Kyon tried to maintain a poker face as he silently acknowledged Haruhi's statement. He always hoped whenever she said something like that that it wouldn't be anything too world-changing… literally.
"It's about Mitsuru," she said. "The way he's so tough but acts so timid. There was always something it reminded me of. Some connection that was always on the tip of my tongue, but just out of reach. It was only last night I figured it out!"
Kyon simply waited for her to continue.
"He's like Clark Kent if he really was just Clark Kent!"
The comparison was interesting enough to finally break Kyon's silence. "Hm. I've never really thought about it that way."
"Well of course you wouldn't!" Haruhi said. "But that's the thing. Isn't that what a superhero would want you to think?"
Kyon realized he might have let his guard down too soon, but didn't see any way out of the conversation now. "Don't read too deeply into this, but I think if he was a superhero, he'd prefer if people never made the connection in the first place, rather than thinking 'he can't be a superhero… can he?'"
"I guess," Haruhi said, "but that's not the point. The point is he'd be absolutely perfect for that movie we talked about yesterday! Brawn and brains clash in… The Labors of Mitsuru Asahina."
"Labors…?" Kyon said. "What, does he have some kind of soul-crushing job?"
"Like the Labors of Hercules!" Haruhi snapped. "I should have known you'd be so uncultured!"
Kyon tried to ignore that. "So I'm guessing you're casting Nagato as 'brains' then." He thought back to all the times Mitsuru seemed unreasonably nervous around Yuki. "That could work."
"There's no 'could' about it!" Haruhi said. "Now I just need to figure out where Koizumi fits into this."
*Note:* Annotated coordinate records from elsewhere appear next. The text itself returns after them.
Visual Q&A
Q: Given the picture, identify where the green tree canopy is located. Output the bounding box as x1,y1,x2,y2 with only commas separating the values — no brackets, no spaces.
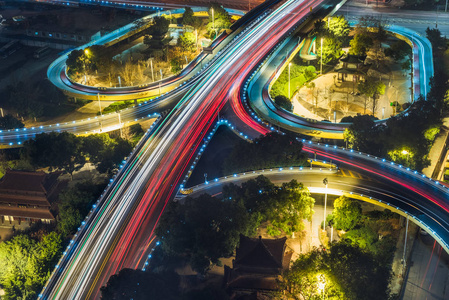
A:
274,95,293,111
82,133,132,173
279,241,391,300
178,32,195,52
206,3,231,37
23,132,86,175
0,115,25,129
357,77,386,97
349,33,373,56
156,194,258,273
182,7,202,29
223,175,315,239
326,16,351,39
182,6,196,26
343,115,382,155
149,16,170,38
0,233,62,300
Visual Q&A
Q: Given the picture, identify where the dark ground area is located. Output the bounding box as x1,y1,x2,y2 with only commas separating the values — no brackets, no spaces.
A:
186,126,241,186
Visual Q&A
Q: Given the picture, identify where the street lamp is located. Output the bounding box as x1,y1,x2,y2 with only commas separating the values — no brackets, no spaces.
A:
288,63,292,99
316,274,326,300
97,93,103,132
159,69,162,95
150,59,154,82
212,7,217,39
83,49,89,84
323,178,329,230
401,149,410,164
195,29,198,51
320,38,323,75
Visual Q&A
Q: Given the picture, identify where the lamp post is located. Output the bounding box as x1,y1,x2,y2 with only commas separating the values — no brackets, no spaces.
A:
323,178,328,230
97,93,103,132
316,274,326,300
401,149,410,165
288,63,292,99
150,59,154,82
159,69,162,95
117,112,123,137
195,29,198,51
83,49,89,84
212,7,217,39
320,38,323,75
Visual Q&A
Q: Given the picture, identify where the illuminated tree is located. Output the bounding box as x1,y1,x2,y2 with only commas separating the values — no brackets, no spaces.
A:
332,196,362,231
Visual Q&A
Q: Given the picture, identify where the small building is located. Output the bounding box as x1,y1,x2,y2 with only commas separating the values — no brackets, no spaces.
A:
0,170,61,225
335,54,369,82
223,235,293,299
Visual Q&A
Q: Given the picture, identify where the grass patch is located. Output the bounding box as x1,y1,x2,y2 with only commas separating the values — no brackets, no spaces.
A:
97,97,156,115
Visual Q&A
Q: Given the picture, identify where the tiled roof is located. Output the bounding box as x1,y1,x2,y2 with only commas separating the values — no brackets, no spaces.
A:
0,206,55,220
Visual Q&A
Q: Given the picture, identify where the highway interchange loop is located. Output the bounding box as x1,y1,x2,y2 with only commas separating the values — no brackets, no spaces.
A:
21,0,449,299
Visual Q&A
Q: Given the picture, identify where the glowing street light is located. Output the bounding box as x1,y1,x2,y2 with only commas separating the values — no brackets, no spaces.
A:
212,7,217,39
320,38,323,75
288,63,292,99
316,274,326,300
401,149,410,165
323,178,329,230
"Clumsy comic relief?" Kyon said, rather frustrated that he was actually getting into this idea.
"Maybe," Haruhi said. "He does have the kind of face that'd make girls forgive any mistake he made… but then again, so does Mitsuru!"
Once again, Kyon found himself wishing he'd kept his mouth shut. He recalled the many times Haruhi had scolded Mitsuru whenever he made a mistake while wearing his butler outfit, claiming the "ideal" maid would trip and spill tea about one in five times, but butlers didn't get that kind of leniency. The saddest part was, Mitsuru seemed to take these criticisms seriously, if his close study of Arakawa during their remote island trip was any indication.
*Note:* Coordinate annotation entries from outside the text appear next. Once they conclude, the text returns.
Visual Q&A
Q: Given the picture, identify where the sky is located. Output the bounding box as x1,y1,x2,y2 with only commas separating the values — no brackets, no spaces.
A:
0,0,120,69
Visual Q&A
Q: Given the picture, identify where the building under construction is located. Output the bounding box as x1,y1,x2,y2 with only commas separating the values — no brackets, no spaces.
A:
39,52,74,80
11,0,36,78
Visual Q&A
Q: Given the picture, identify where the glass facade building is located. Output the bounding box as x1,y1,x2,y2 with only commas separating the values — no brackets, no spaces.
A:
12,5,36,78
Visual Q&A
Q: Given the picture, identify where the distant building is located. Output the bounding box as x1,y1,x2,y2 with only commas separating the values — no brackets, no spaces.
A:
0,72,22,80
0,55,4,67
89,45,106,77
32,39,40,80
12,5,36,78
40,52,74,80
"Besides," Haruhi said, "it wouldn't be much of a 'brains versus brawn' conflict if the brawny one also had brains."
Kyon suddenly remembered that this discussion had begun with Superman, who he didn't think was really a case of all brawn and no brains. But considering the mistakes he'd already made in this conversation, he definitely didn't want to become the kind of person who debates the capability of Western comic characters, especially with someone like Haruhi.
Unfortunately, Haruhi's train of thought was making a lack of input from him just as regrettable. "Don't you hate it when the star of a movie is so insufferably overconfident, like nothing's a challenge for him? Don't you just want to take him down a peg?"
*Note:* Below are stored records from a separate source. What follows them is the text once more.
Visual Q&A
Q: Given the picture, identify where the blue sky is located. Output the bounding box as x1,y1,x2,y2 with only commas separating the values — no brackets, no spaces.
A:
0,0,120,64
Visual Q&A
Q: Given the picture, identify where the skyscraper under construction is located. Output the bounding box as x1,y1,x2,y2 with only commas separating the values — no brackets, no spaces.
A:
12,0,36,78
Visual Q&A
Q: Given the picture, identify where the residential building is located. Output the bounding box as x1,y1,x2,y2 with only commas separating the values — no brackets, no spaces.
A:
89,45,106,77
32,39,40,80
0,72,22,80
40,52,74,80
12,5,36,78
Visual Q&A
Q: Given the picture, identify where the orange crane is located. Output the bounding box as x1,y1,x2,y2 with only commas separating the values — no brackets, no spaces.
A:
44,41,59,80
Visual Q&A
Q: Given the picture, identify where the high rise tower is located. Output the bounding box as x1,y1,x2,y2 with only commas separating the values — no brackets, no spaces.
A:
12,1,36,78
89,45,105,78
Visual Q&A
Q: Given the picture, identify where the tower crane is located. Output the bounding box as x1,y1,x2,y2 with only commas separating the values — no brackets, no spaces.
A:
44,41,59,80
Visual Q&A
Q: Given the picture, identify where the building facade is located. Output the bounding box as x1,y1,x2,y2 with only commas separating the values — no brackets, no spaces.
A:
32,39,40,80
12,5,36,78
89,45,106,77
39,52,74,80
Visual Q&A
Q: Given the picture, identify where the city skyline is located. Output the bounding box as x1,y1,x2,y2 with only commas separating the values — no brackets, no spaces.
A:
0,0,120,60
Kyon sadly had to keep his retort to that one to himself. You tell me, Miss 'Great Grades, Great Athletic Skill, and, oh yeah, World Destroying Power'. Thankfully, another occurred to him. "And why should you take out that frustration on Asahina?"
"What else would I do?" Haruhi snapped. "Hire the actors who pissed me off like that in the first place? Can't you think at least a little before asking questions that stupid?"
"Or," Kyon said, "you could just not make the movie."
Finally, the two had the same thought. There is no way of getting through to this idiot. I'd better stop wasting my time before I go completely insane.
Author's note: "Clark Kent if he really was just Clark Kent" is how I've always described my interpretation of Mitsuru, or it would be if I actually talked about it with anyone else. At first, Haruhi made the more awkward observation that "he's like a superhero's secret identity, but without the other identity attached to it," but then I reread the series and Superman was directly referenced in one of the later books, so I figured it'd be okay to namedrop Clark specifically.
Also, I do have a cover image for this, but I'm worried it might be too dumb. It's basically Mitsuru's face pasted on top of Duke Nukem's body, with the title in bright green comic sans underneath.